West Cumbria looks set to continue to get its water from boreholes after United Utilities applied to continue its licence.

The utility company secured a licence to draw water from boreholes in Egremont to support its water supply network in 2015.

The current licence, which allows the firm to take up to 11 mega litres of water a day from the boreholes, expires in March.

After that, the amount it would take would drop to eight mega litres a day.

But United Utilities has applied for a continuation of the environmental licence.

It wants permission to continue to take 11 mega litres of water from boreholes in the future, if needed.

The move, the Environment Agency said, would "help maintain a resilient water supply to West Cumbria and protect the sensitive natural environment".

Sharon Kennedy, the agency’s environment manager for Cumbria, said: “The Environment Agency licenses the amount of water United Utilities can abstract from Egremont boreholes to boost their water supply network.

“United Utilities has applied to the Environment Agency to continue its licence and we are currently reviewing the information and have advertised the potential changes so people have the chance to have their say, before a decision is made.”

The boreholes are being used to help supply local homes and businesses with water while United Utilities constructs West Cumbria's new pipeline from Thirlmere.
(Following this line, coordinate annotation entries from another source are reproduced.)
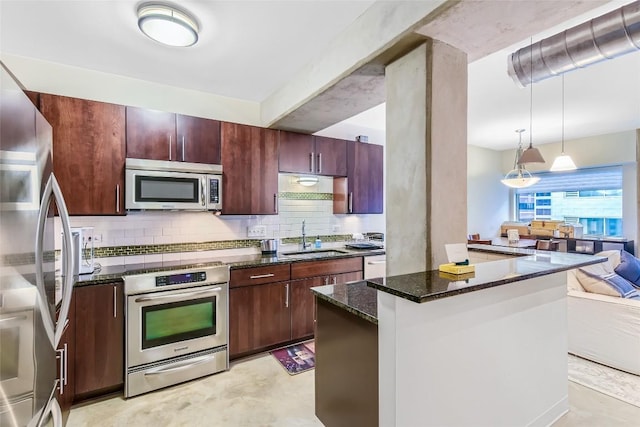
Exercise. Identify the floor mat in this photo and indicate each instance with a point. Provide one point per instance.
(296, 358)
(606, 380)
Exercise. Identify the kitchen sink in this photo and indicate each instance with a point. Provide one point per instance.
(315, 254)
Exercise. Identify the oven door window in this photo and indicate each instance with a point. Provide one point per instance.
(165, 189)
(178, 321)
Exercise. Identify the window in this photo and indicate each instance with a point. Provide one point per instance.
(591, 197)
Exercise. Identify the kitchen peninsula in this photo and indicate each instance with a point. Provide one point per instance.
(486, 349)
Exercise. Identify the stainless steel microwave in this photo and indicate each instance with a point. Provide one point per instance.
(166, 185)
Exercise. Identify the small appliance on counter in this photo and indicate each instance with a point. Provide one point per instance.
(82, 240)
(269, 246)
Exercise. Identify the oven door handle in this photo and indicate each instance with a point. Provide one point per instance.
(179, 295)
(182, 365)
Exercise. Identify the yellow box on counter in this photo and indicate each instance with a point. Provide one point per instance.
(523, 229)
(463, 276)
(457, 269)
(551, 224)
(541, 231)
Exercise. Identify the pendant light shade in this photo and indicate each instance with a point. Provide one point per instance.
(167, 25)
(519, 176)
(563, 162)
(531, 155)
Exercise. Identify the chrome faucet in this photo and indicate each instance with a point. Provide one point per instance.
(305, 245)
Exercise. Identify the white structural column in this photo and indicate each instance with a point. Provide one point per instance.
(426, 201)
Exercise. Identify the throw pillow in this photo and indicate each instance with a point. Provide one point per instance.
(612, 255)
(608, 284)
(629, 268)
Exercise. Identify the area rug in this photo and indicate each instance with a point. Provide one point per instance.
(617, 384)
(296, 358)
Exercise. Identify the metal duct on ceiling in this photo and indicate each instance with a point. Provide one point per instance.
(605, 37)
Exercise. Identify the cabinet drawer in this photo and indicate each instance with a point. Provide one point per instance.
(259, 275)
(301, 270)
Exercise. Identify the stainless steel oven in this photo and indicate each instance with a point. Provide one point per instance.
(176, 327)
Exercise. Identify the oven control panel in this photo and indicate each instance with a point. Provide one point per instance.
(178, 279)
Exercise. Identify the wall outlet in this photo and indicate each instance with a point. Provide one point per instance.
(257, 231)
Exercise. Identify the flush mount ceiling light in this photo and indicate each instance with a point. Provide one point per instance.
(167, 25)
(563, 162)
(307, 181)
(519, 176)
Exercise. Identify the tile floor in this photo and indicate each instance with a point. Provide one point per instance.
(258, 392)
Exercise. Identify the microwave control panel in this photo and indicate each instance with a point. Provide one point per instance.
(178, 279)
(214, 191)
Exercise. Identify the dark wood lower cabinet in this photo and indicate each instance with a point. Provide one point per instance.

The utility company is responsible for the quality of drinking water, which is regulated by the Drinking Water Inspectorate.

Martin Padley, water services director at United Utilities, said: “This does not change the way we are managing water supplies in West Cumbria. It allows us to continue the agreement we reached following consultation with the Environment Agency and other stakeholders in 2017.

“We are committed to maintaining a blend of 20 per cent borehole water and 80 per cent Ennerdale water when levels in the lake are high enough.

“However, last year’s hot dry summer showed how variable the availability of water resources can be, and the importance of a resilient water supply. This continuation of our temporary licence will give us access to sufficient water should there be any repeat of these extreme weather conditions.

“Longer term, after 2022 when our new West Cumbria water supply scheme is completed, we will supply the area with water from Thirlmere reservoir.”

United Utilities' licence variation can be viewed at www.gov.uk/government/organisations/environment-agency for 28 days.

Copies of the documents can also be viewed at the agency's offices in Penrith.

People can comment on the request.

The Environment Agency has until April 11 to review all comments received and then publish a decision.

West Cumbria current gets all its water from local lakes and boreholes.